Thank you kind fellow !
I think your intuitions are essentially correct—in particular, I think many people draw poor conclusions from the strange notion that humans are an example of alignment success.
However, you seem to be conflating:
Fully general SI alignment is unsolvable (I think most researchers would agree with this)
There is no case where SI alignment is solvable (I think almost everyone disagrees with this)
We don’t need to solve the problem in full generality—we only need to find one setup that works.
Importantly, ‘works’ here means that we have sufficient understanding of the system to guarantee some alignment property with high probability. We don’t need complete understanding.
This is still a very high bar—we need to guarantee-with-high-probability some property that actually leads to things turning out well, not simply one which satisfies my definition of alignment.
I haven’t seen any existence proof for a predictably fairly safe path to an aligned SI (or aligned AGI...).
It’d be nice to know that such a path existed.
Thanks for your response! Could you explain what you mean by “fully general”? Do you mean that alignment of narrow SI is possible? Or that partial alignment of general SI is good enough in some circumstance? If it’s the latter could you give an example?
By “fully general” I mean something like “With alignment process x, we could take the specification of any SI, apply x to it, and have an aligned version of that SI specification”. (I assume almost everyone thinks this isn’t achievable)
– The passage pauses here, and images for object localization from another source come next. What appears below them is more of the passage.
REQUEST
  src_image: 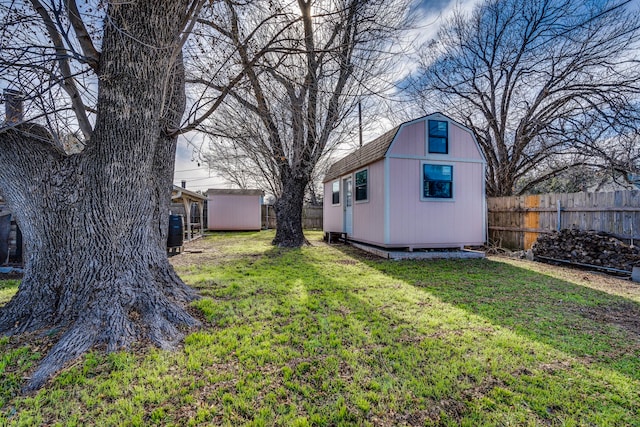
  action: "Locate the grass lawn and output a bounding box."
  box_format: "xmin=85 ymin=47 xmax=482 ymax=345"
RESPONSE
xmin=1 ymin=230 xmax=640 ymax=426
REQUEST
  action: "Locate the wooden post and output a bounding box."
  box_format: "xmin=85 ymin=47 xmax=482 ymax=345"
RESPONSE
xmin=199 ymin=201 xmax=204 ymax=237
xmin=523 ymin=194 xmax=540 ymax=249
xmin=557 ymin=199 xmax=562 ymax=231
xmin=358 ymin=102 xmax=363 ymax=148
xmin=182 ymin=199 xmax=192 ymax=241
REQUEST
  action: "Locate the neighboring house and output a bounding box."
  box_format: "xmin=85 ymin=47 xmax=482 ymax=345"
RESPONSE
xmin=207 ymin=189 xmax=263 ymax=231
xmin=323 ymin=112 xmax=486 ymax=250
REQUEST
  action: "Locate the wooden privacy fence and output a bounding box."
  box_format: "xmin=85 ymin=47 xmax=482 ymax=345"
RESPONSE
xmin=261 ymin=205 xmax=323 ymax=230
xmin=488 ymin=190 xmax=640 ymax=250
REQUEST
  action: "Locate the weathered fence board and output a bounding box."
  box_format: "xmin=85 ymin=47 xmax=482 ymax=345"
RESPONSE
xmin=261 ymin=205 xmax=323 ymax=230
xmin=301 ymin=206 xmax=323 ymax=230
xmin=488 ymin=190 xmax=640 ymax=250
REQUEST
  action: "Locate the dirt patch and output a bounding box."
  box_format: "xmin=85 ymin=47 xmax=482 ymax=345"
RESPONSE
xmin=578 ymin=301 xmax=640 ymax=336
xmin=0 ymin=272 xmax=22 ymax=281
xmin=168 ymin=239 xmax=225 ymax=268
xmin=490 ymin=256 xmax=640 ymax=302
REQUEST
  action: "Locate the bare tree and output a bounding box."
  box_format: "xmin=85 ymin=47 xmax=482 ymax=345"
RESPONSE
xmin=202 ymin=119 xmax=277 ymax=192
xmin=193 ymin=0 xmax=409 ymax=246
xmin=0 ymin=0 xmax=223 ymax=390
xmin=411 ymin=0 xmax=640 ymax=197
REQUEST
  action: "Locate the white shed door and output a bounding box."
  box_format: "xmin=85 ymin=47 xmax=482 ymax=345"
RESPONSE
xmin=343 ymin=177 xmax=353 ymax=235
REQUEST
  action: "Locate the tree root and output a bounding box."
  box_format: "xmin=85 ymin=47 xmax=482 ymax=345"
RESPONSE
xmin=24 ymin=323 xmax=96 ymax=392
xmin=0 ymin=266 xmax=202 ymax=392
xmin=0 ymin=280 xmax=56 ymax=336
xmin=22 ymin=292 xmax=200 ymax=391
But we don’t need an approach that’s this strong: we don’t need to be able to align all, most, or even a small fraction of SIs. One is enough—and in principle we could build in many highly specific constraints by construction (given sufficient understanding).
This still seems very hard, but I don’t think there’s any straightforward argument for its impossibility/intractability. Most such arguments only work against the more general solutions—i.e. if we needed to be able to align any SI specification.
Here’s a survey of a bunch of impossibility results if you’re interested.
These also apply to stronger results than we need (which is nice!).